Abraham Lincoln's father marries Sarah Bush Johnston. Sarah proves to be a loving stepmother who devotes herself to young Abraham Lincoln. In later life, Lincoln attributes everything he became or could ever hope to become to his stepmother, whom he refers to as "mother."
Abraham Lincoln hires on as a crew member on a flatboat ferrying freight down the Mississippi to New Orleans. It is his first extended stay away from home. On this voyage Lincoln witnesses the horrors of slavery in the South first hand, including a slave being whipped mercilessly. What he sees helps shape Lincoln's antislavery views.
Lincoln's family moves to a new farmstead in Illinois, settling near Decatur. Although now an adult, Abraham Lincoln moves with his family.

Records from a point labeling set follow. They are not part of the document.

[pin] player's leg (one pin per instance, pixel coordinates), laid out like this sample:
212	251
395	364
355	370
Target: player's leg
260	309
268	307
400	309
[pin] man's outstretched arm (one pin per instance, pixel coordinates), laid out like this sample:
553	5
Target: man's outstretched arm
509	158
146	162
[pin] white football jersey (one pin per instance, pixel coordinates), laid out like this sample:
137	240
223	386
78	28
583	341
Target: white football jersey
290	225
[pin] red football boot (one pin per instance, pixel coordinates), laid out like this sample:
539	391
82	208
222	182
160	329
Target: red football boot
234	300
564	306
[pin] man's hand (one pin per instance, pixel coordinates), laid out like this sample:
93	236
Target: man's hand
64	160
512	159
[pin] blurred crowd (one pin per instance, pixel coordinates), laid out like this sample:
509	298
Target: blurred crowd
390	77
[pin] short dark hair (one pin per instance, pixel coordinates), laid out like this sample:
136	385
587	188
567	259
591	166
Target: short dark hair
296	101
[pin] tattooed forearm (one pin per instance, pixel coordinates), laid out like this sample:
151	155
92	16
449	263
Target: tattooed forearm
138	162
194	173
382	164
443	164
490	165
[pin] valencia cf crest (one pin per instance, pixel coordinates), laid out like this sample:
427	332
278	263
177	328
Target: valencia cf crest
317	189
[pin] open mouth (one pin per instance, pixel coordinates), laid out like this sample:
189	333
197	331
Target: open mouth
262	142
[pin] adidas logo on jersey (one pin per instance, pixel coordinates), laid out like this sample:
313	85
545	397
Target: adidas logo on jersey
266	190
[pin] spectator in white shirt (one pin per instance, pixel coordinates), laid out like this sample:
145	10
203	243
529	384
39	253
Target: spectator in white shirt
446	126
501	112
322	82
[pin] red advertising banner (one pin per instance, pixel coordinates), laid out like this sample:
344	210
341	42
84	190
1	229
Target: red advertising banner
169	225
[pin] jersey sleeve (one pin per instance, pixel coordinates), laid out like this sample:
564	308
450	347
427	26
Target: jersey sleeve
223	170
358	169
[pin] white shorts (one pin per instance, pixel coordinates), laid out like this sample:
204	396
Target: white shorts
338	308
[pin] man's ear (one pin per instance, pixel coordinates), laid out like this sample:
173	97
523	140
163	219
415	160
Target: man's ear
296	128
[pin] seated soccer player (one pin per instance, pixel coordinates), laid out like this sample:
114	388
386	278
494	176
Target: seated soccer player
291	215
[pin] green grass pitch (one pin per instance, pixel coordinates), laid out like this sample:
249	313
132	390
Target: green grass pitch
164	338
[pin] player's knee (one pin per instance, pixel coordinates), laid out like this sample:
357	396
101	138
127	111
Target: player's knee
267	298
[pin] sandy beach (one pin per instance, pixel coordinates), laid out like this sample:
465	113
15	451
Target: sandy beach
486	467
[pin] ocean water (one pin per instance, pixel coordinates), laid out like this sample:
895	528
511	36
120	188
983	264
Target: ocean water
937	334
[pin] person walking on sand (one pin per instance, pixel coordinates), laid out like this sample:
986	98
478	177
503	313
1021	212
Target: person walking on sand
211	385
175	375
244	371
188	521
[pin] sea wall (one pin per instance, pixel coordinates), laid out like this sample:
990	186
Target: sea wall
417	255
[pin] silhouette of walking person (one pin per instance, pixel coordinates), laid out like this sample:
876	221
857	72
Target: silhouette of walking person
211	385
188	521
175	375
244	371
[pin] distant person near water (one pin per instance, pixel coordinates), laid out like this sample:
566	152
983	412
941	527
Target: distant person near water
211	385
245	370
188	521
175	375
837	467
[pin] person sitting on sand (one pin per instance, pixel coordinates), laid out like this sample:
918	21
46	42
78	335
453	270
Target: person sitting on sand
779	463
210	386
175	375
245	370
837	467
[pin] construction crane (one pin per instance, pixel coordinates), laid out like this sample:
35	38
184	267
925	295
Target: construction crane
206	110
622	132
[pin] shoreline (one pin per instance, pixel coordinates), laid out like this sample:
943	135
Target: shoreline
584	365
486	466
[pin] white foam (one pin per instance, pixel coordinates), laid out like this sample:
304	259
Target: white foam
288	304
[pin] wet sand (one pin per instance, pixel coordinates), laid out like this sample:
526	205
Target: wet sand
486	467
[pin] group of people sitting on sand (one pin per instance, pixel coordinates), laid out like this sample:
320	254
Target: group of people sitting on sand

The historic splitting of the rails by Lincoln occurs: using an axe Lincoln single handedly splits hundreds of logs to make fence posts. When he later embarked on a political career, Lincoln played up his origin as the son of poor frontierspeople. During the 1860 Republican convention in Illinois, one of Lincoln's strategists and political supporters came up with the idea of bringing some of the actual rail posts to the convention as a symbol of Lincoln's humble roots. It worked. During the Civil War, more of these rails were collected from the Lincoln farmstead and sold as fundraising souvenirs. Each log came with a certificate of authenticity signed by Lincoln's cousin John Hanks. Perhaps like the splinters of the True Cross, the number of rails supposedly split by Lincoln grew over time but they served as a symbolic connection between Lincoln and the American West.